Mientras en muchos ámbitos de nuestra sociedad se nos invita cada vez más a fomentar el individualismo, no podemos evitar la necesidad innata de relacionarnos con otros. Hemos sido creados para crecer y vivir en comunidad, para relacionarnos y comunicarnos con otras personas. Por eso es tan necesario el grupo: la familia, los amigos, los compañeros de trabajo, la pequeña parte de la sociedad con la que nos relacionamos cada día. Formar parte de un grupo y ser reconocido dentro de él, tal y como somos, es importante para el desarrollo de cualquier ser humano.
Pero ¿qué pasa cuando la necesidad de aceptación y de sentido de pertenencia anula mi propio ser para buscar «otro yo» que encaje mejor con el perfil que se solicita? Ahí es donde surgen los problemas. Hace unos días saltaba a los medios el «reto del paracetamol», el desafío viralizado en redes sociales como Instagram o TikTok que invita a adolescentes y jóvenes a consumir hasta 10 gramos de este medicamento para ver quién aguanta más tiempo hospitalizado. Retos que buscan el reconocimiento del grupo y el «chute» de dopamina.
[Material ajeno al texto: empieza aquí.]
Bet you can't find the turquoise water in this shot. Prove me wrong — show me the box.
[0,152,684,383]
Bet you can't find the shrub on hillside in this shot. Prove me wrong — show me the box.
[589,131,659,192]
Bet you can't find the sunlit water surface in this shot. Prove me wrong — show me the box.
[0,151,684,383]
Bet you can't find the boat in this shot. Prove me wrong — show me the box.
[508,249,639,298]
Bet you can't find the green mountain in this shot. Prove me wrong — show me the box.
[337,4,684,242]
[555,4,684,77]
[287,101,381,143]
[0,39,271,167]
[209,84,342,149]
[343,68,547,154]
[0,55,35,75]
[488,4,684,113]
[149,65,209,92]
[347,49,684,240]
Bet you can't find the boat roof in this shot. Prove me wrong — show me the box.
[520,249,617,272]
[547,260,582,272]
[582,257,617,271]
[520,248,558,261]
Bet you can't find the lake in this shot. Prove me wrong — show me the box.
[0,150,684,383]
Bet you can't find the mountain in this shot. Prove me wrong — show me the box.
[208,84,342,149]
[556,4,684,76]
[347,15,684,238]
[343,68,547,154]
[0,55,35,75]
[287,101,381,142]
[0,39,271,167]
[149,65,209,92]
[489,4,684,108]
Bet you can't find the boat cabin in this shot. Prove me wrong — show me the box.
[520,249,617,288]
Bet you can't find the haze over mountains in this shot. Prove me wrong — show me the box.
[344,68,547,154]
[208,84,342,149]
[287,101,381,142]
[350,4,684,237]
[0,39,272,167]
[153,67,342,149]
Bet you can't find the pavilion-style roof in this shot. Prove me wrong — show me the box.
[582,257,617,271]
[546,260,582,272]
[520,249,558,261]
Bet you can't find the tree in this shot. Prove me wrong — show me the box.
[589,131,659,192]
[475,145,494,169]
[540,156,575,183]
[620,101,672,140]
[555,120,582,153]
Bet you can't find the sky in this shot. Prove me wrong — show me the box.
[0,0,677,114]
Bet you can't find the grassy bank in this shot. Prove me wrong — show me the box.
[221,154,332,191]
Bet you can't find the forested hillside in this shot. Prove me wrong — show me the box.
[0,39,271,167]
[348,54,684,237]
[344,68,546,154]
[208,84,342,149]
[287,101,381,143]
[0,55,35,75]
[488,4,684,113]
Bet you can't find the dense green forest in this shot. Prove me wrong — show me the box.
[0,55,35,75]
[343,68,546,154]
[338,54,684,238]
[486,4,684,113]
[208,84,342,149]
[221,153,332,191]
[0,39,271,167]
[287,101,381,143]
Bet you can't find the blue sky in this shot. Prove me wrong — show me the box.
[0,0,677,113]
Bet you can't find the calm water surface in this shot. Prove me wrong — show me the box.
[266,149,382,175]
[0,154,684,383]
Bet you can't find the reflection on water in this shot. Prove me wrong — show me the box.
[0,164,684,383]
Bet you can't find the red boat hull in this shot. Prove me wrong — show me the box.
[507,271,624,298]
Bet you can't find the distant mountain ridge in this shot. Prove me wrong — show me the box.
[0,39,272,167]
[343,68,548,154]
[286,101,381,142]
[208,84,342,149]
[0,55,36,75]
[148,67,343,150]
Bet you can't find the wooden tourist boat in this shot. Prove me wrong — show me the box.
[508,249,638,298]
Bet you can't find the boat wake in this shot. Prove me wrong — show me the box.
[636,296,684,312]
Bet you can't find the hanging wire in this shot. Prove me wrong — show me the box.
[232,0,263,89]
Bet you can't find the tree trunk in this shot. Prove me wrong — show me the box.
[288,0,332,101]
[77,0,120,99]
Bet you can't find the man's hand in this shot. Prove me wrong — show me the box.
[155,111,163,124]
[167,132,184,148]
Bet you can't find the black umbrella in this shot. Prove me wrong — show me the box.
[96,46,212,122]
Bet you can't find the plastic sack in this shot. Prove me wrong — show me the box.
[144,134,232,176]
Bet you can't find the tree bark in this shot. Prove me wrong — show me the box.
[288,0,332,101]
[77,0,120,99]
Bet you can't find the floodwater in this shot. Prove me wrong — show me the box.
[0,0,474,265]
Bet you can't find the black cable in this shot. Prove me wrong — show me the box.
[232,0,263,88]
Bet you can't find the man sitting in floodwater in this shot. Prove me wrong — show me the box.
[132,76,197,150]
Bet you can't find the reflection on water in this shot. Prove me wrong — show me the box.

Estos y otros retos virales, que ponen en riesgo la salud y la vida de los adolescentes, son preocupantes, pero no debemos pasar por alto otro tipo de comportamientos que, de forma más sutil, delatan esa necesidad de búsqueda de reconocimiento también entre los adultos.
¿Y esto pasa también en la Iglesia? ¿Hay personas que deben alterar su modo de ser para encajar mejor en nuestras comunidades? ¿Favorecemos la integración de todos potenciando los diferentes carismas y dones, o lo circunscribimos todo en relación a los gustos de quien está al mando?